My current importer correctly handles disjoint segments/rings for both polylines and polygons. It’s a bit tricky to make sure this always converts correctly to Rhino surfaces with the holes where you expect them to be, but at least the separate parts of that make up individual ESRI polylines and polygons are stored separately. The only remaining problem is that winding order in ESRI polygons defines the inside/outside metric, which means it is theoretically possible to create a polygon in a shapefile which defines a hole in an infinite region. Rhino has no parallel for this kind of geometry.

PRJs, yeah… that’s an issue. The files seem easy enough to parse, but I’m not sure how much work it will be to actually cater to all possible projection schemes that shape files come in. Haven’t looked into this much yet.

Cropping is something I’m actually very interested in myself for the purposes of performance testing. I need to break up these 200MB files that contain high resolution data for the whole world into recursive tiles so only relevant data needs to be loaded/drawn. This will also involve a certain amount of downsampling, but RhinoCommon has good methods for reducing the complexity of polylines.

Just curious…
What’s the advantage of using this data over OpenStreetMap data?

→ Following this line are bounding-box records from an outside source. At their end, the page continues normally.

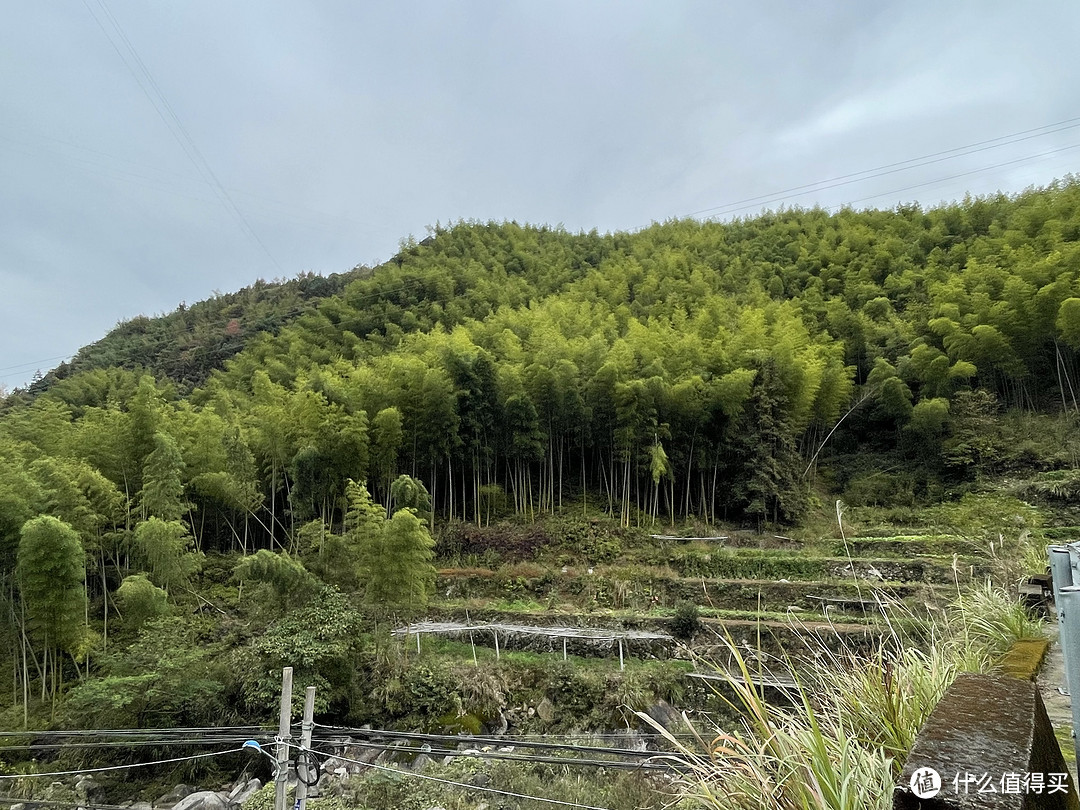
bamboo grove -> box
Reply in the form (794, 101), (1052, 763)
(6, 178), (1080, 691)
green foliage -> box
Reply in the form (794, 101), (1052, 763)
(15, 515), (86, 650)
(363, 510), (435, 615)
(233, 549), (318, 610)
(63, 616), (230, 728)
(390, 475), (432, 519)
(133, 517), (202, 591)
(231, 589), (362, 718)
(116, 573), (168, 630)
(139, 433), (190, 522)
(671, 602), (702, 642)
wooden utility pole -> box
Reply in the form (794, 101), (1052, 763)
(293, 686), (315, 810)
(273, 666), (293, 810)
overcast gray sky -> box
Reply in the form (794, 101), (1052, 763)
(0, 0), (1080, 389)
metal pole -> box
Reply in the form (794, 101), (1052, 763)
(1061, 585), (1080, 781)
(1047, 545), (1072, 694)
(273, 666), (293, 810)
(293, 686), (315, 810)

This is not about specific data, this is about a data format. However OSM has decent APIs for downloading their data so I may well end up writing an importer/downloader for that as well.

Sorry about that. What is the advantage of using the SHP format over the OSM format for storing real world data?

In the past I’ve played a bit with making custom maps; both in Rhino and Maperitive. It would be nice to be able to export curves from Rhino to the OSM format for rendering in Maperitive. I ended up doing it by hand in Notepad.

I’d say there are no benefits, OSM xml is superior in every way but SHP has been around forever and many government and academic institutions still use it.

Haven’t heard of maperitive before, and they’ve exceeded their bandwidth. Exporting map data to xml should be doable from GH, provided all the correct user data has been assigned to each piece of geometry.

Yes, that didn’t sound too good …
They are back up now: http://maperitive.net/

Hey David, just checking to see if there are any updates re your SHP importer and if you have any plans to make it available? Thanks!